GitHub has become an important resource for programmers around the world and a comprehensive knowledge base and repository for open source coding projects, data storage, and code management. However, the site is currently under an automated attack that involves the cloning and creation of a large number of malicious code repositories, and while the developers have worked to remove the affected repositories, a significant portion of them are said to have survived and more are being added on a regular basis uploaded base.
An unknown attacker has managed to create and deploy an automated process that forks and clones existing repositories while adding his own malicious code hidden under seven layers of obfuscation (via Ars Technica). These fraudulent repositories are difficult to distinguish from their legitimate counterparts, and some users, unaware of the malicious nature of the code, fork the affected repositories themselves, unintentionally increasing the scale of the attack.
Once a developer uses an affected repo, a hidden payload begins unpacking seven layers of obfuscation, including malicious Python code and an executable binary. The code then begins collecting sensitive data and credentials before uploading them to a control server.
The research and data teams from security provider Apiiro were there Monitoring for a resurgence of the attack since its relatively small beginnings in May last year. And although the company says GitHub quickly removed the affected repositories, its automation detection system is still missing many of them, and manually uploaded versions are still disappearing online.
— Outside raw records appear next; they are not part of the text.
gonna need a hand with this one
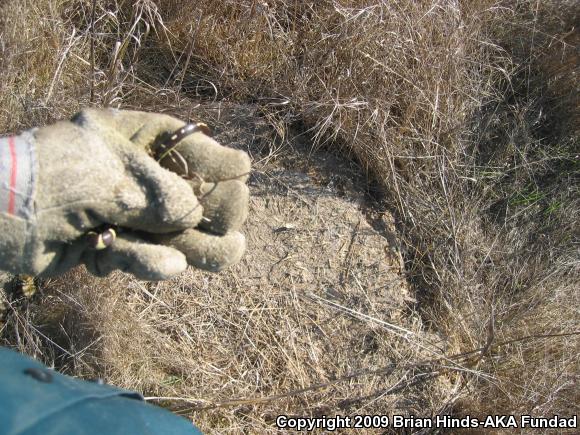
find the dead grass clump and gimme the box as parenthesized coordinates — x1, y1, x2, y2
(0, 0, 87, 130)
(0, 0, 166, 132)
(446, 0, 579, 416)
(0, 0, 578, 429)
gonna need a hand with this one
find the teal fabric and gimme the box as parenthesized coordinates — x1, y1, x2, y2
(0, 348, 201, 435)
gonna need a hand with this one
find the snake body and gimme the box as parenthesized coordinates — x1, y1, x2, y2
(87, 228, 117, 250)
(163, 122, 211, 150)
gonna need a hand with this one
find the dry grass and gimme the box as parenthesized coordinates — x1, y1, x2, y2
(0, 0, 578, 431)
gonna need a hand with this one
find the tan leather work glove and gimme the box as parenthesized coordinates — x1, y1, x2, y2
(0, 108, 250, 280)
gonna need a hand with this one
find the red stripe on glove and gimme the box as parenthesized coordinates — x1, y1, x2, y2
(8, 136, 17, 215)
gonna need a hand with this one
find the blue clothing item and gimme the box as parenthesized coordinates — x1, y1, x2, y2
(0, 348, 201, 435)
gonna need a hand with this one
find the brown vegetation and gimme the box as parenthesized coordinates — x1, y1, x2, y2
(1, 0, 578, 431)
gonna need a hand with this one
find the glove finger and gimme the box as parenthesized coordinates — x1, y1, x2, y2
(121, 112, 251, 183)
(155, 131, 251, 184)
(195, 180, 249, 235)
(115, 110, 184, 145)
(83, 233, 188, 281)
(151, 229, 246, 272)
(71, 108, 176, 143)
(95, 145, 204, 233)
(71, 108, 251, 183)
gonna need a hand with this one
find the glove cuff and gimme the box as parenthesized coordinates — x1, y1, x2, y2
(0, 131, 37, 220)
(0, 131, 37, 275)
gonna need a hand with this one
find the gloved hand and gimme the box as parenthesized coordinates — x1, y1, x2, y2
(0, 108, 250, 280)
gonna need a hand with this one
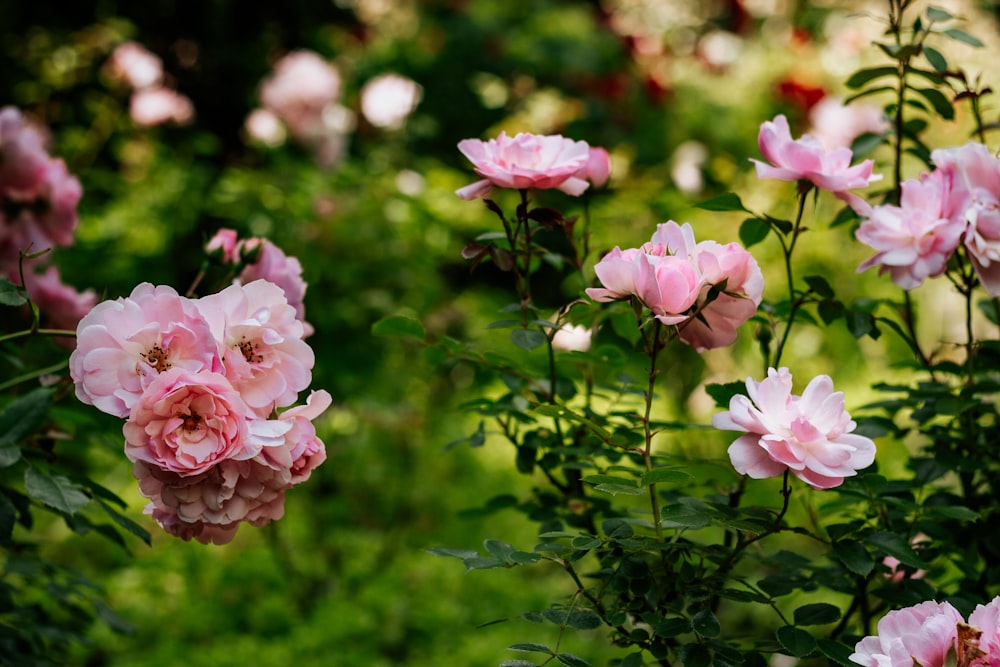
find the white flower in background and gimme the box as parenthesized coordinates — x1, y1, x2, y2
(360, 73, 423, 130)
(552, 324, 593, 353)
Given the current scale of the attack, which researchers say includes millions of uploaded or forked repositories, even a 1% failure rate still means there may still be thousands of compromised repositories on the site.
While the attack was initially documented on a small scale and several packages containing early versions of the malicious code were discovered on the website, it has gradually grown in size and complexity. Researchers have identified several possible reasons for the operation's success so far, including the overall size of GitHub's user base and the increasing complexity of the technique.
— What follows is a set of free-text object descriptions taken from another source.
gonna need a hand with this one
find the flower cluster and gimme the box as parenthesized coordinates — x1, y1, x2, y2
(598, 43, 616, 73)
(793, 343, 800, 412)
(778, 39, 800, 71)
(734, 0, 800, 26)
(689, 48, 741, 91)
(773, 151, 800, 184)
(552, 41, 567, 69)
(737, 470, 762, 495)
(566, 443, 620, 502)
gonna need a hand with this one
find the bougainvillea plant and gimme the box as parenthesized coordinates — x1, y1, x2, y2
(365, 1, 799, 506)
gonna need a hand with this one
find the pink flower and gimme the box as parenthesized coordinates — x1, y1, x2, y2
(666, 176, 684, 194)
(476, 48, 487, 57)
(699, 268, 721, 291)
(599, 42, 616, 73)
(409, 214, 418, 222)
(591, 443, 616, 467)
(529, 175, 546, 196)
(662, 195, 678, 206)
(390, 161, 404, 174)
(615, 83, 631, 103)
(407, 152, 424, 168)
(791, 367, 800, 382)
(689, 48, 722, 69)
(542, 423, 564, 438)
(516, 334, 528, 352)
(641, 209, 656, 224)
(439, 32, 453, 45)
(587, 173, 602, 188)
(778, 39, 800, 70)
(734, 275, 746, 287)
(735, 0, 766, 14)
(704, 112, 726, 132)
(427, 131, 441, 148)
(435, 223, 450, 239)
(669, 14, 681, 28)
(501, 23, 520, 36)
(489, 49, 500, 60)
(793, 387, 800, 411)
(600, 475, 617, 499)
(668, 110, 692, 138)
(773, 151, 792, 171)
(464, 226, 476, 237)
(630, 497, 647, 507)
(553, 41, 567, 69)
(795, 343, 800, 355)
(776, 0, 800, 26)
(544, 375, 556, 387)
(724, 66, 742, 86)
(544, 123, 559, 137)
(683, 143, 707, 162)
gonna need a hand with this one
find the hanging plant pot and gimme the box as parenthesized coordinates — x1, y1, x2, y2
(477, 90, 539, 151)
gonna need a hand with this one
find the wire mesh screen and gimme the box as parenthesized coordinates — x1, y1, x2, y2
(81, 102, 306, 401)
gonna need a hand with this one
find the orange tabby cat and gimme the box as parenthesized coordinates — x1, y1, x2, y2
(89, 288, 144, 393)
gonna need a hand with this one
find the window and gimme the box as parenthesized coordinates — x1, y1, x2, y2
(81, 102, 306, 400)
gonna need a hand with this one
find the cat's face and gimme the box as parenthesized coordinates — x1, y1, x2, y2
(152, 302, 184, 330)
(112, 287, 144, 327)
What's really fascinating here is the combination of sophisticated automated attack methods and simple human nature. As obfuscation methods become more sophisticated, attackers have relied heavily on social engineering to trick developers into favoring the malicious code over the real code and inadvertently spreading it, making the attack more severe and making detection much more difficult.
As things stand, this method appears to have worked remarkably well, and while GitHub has not yet directly commented on the attack, it issued a general statement assuring its users: “We have teams dedicated to detection, analysis and removal Dedicate content and accounts to prevent these attacks.” violates our acceptable use policy. We use manual reviews and large-scale detections that leverage machine learning and continually evolve and adapt to adversarial attacks.”
The danger of becoming popular seems to have manifested itself here. While GitHub remains an important resource for developers around the world, it appears to be somewhat vulnerable due to its open source nature and huge user base, although given the effectiveness of the method it is not surprising that the solution to the problem overall seems to be an arduous battle that GitHub has yet to overcome.